# I don't like men



## TTIOTBSAL (May 26, 2014)

I wanted to post a message but I can't. Not here. I need to talk but onky in PM. A woman only.


----------



## FourLeafCloafer (Aug 5, 2014)

I also prefer spaghetti for dinner.

But in all seriousness, if you want to talk, you can PM me if you want.

I'll probably not be able to give you any profound advice. But I can listen, try to understand.


----------



## TTIOTBSAL (May 26, 2014)

Omg I can't even enjoy the humor. 

That's just it this evening. I keep to myself, annoy no one, not even really attractive or. Usually I just ignore or I have repartee, but I'm so exhausted and can't stop crying, and even hate myself for that. 

PM would.mean ugly things. Are women even just human beings?


----------



## FourLeafCloafer (Aug 5, 2014)

Dana Scully said:


> Omg I can't even enjoy the humor.
> 
> That's just it this evening. I keep to myself, annoy no one, not even really attractive or. Usually I just ignore or I have repartee, but I'm so exhausted and can't stop crying, and even hate myself for that.
> 
> PM would.mean ugly things. Are women even just human beings?


Yes we are. And we do human things. Like making stupid jokes when I don't know if you feel like it.

You have over 2000 posts. Do you have someone on this forum that you trust? You could try PMing them?

Feeling hurt, crying, and being distressed is not a disgrace. The only reason to get rid of it is because it feels bad, not because it annoys other people. Fuck those other people. Talk to someone. IRL or on here.


----------



## TTIOTBSAL (May 26, 2014)

I know. Not like me to ask for help this directly. But I'm learning. I trust one person, "Mulder", and he's in England and I can't call him. Yeah, he's a man. Restoring my faith in.men for life maybe. How stupid does that sound? 

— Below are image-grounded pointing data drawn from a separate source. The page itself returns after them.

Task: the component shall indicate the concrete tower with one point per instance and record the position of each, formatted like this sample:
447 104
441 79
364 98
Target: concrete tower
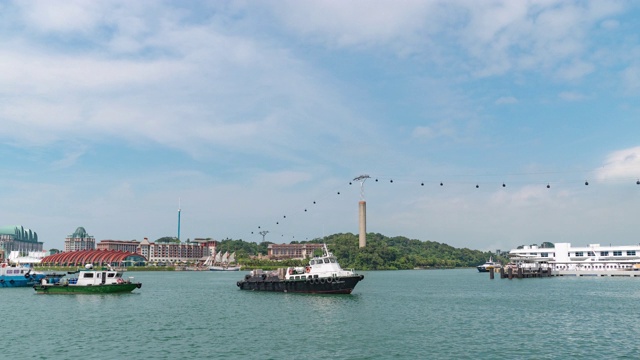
362 212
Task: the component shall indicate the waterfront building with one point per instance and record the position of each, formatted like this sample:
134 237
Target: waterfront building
169 252
121 245
79 240
18 238
292 251
95 257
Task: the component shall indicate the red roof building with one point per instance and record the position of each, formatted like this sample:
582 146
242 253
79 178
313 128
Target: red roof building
95 257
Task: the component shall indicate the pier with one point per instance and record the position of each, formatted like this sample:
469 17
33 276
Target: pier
531 272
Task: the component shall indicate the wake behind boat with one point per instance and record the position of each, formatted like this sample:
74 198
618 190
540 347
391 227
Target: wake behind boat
89 281
323 275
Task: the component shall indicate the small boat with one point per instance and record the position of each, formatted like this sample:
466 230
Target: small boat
88 281
16 275
489 265
323 275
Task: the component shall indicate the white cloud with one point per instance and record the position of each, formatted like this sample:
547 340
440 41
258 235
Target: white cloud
571 96
621 165
506 100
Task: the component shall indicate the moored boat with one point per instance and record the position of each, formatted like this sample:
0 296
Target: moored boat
323 275
16 275
489 265
89 281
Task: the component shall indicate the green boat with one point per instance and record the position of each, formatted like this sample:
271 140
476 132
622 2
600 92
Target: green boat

Thanks for answering and helping. I need to get my brains back.


----------



## Xyte (Aug 4, 2015)

You can PM people on here?


----------



## TTIOTBSAL (May 26, 2014)

I'm sorry, I fell asleep. Topic still open, but I'm more telaxed now.


----------



## Laze (Feb 19, 2015)

What a cogitated and reasonable opinion.


----------



## BigApplePi (Dec 1, 2011)

Dana Scully said:


> I wanted to post a message but I can't. Not here. I need to talk but onky in PM. A woman only.


I'm one of those whom you don't like. I do believe there are those who believe as you do. Perhaps it is merited.


----------



## TTIOTBSAL (May 26, 2014)

Maybe. 

Maybe I also was upset and didn't think it with that strength or extent.


----------



## Old Man Aragorn (Apr 24, 2016)




----------



## Grandmaster Yoda (Jan 18, 2014)

Good thing I'm just a boy.


----------



## Mange (Jan 9, 2011)

You can pm me if you like?


----------



## BigApplePi (Dec 1, 2011)

Dana Scully said:


> I wanted to post a message but I can't.


I'm going to take what could be a dangerous step. I have to respect the wish for privacy. I've thought of creating such a thread (about that need) but haven't done so. Your thread indicates a separation of men and woman ... and refers to something publicly unknown and personal. My own reaction is curiosity (which may not be thought of as fair) as a request for PMs is perfectly legitimate. I guess it's just that I'm sensitive to the separation which is exactly what you are implying you feel. I feel naive about this. I won't post any more on this thread unless someone wants to go further along these lines.


----------



## sometimes (Dec 26, 2013)

You are welcome to PM me too if you like. Don't know how helpful I can be but I'll try.


----------



## broken_line (Apr 23, 2016)

Well, it's 2016 so nobody really cares if you're a lesbian or not. :crazy:


----------



## Amy (Jan 15, 2015)

Dana Scully said:


> I wanted to post a message but I can't. Not here. I need to talk but onky in PM. A woman only.


Welcome to feminism :tongue: jk.
You can PM me, just if you want.


----------



## General Lee Awesome (Sep 28, 2014)

I guess we have a lot in common. I don't "like" men either.

Men and women are people, and unfortunately, there are bad people and there are good people. 

Please don't let a few men taint your entire view on them. We are all individuals.


----------



## Bunny (Jul 11, 2015)

@Dana Scully I'm not much of a hugger but...

* *


----------



## He's a Superhero! (May 1, 2013)

We're not all bad.


----------